Most impressive is how they operate when hunting.  So quiet and methodical.  Imagine being able to sneak up to a dear in the forest and touch it before It knows you’re even there, that’s how good these guys are.  With no sense of smell (obviously) and limited vision, they often hear some amazing things.  Spawning seabass croak, and that croaking can be followed to a school of seabass in an underwater void in the kelp divers call a “room”.  Often though, it’s too far away and long, sneaky treks through the kelp bring the hunter no closer to his quarry.  Sounds travels very far underwater, deceptively far.

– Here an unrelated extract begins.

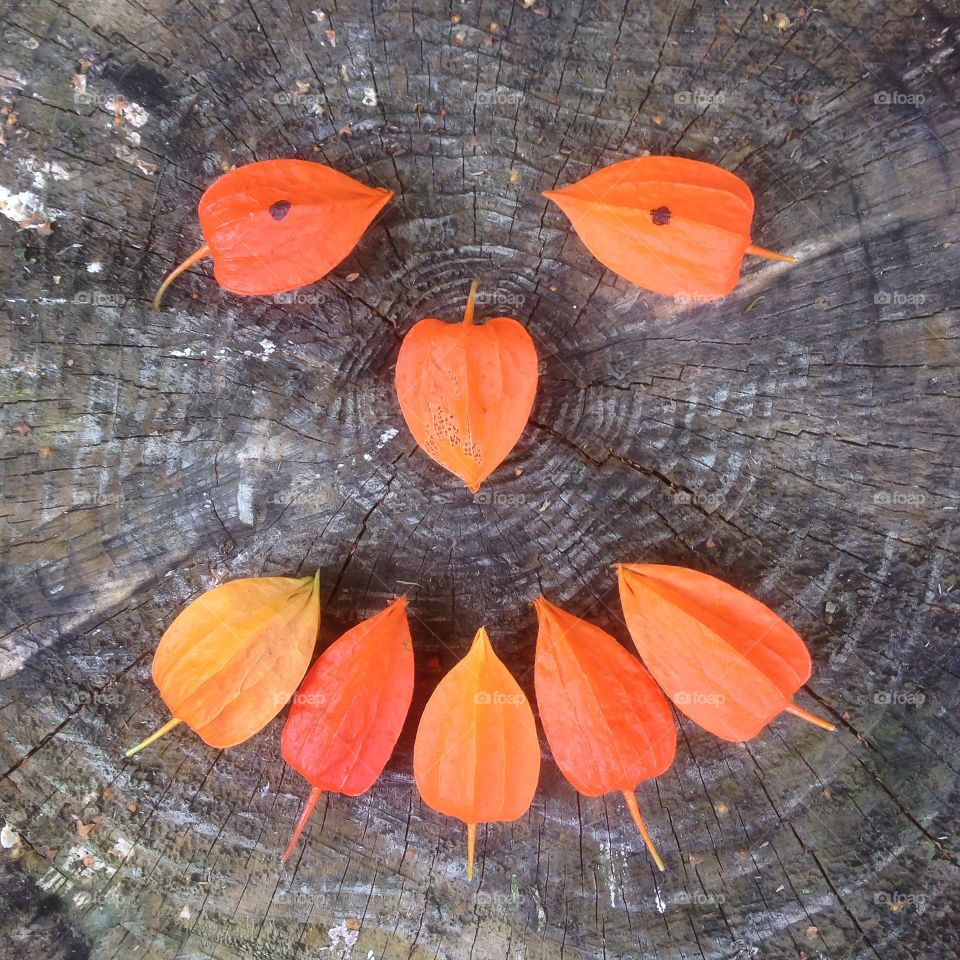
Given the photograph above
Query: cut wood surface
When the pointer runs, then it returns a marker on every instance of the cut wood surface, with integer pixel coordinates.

Safety is a free divers primary concern.  They must spend equal time above and below the water to avoid “shallow water blackout”.   Multiple divers plan carefully (sometimes without saying anything) to be apart from each other.  They hunt in poor visibility often, and don’t want to shoot another diver by mistake.  Obviously they fly a diving flag, but also avoid busy areas with too much boat traffic.  When I asked one diver about sharks he replied “if you are afraid of being attacked by a shark, pick a different sport”.  Well, you won’t catch me in a wetsuit.

I thought hard all day about this last paragraph and how exactly to word it.  Basically it comes down to this.  If you are fishing an area or spot and  a boat pulls up, anchors and puts up a dive flag, don’t get all frustrated.  I can speak from personal experience that these talented watermen will have no effect on whether or not you get a bite.  If a free diver gets in the water and your bite shuts off, it was probably going to end anyways.  Conversely, when a boat with a dive flag is anchored on a spot you want to fish, give them a wide berth for safety’s sake.  These guys are good, and if they are getting fish you’ll know because they’ll be done fast.  Either find another spot close by and wait until they are leaving, or anchor far enough away (after you have taken the time to locate each diver in the water) as to not be a danger to the guys in the water.  Live boating near a diver in the water is against the law for good reason.  Free divers and rod-n-reel anglers should exist in harmony, as neither bothers the other.  Take a free diver with you and find out what is REALLY happening under your boat, you’ll be just as blown away as I am, each and every time.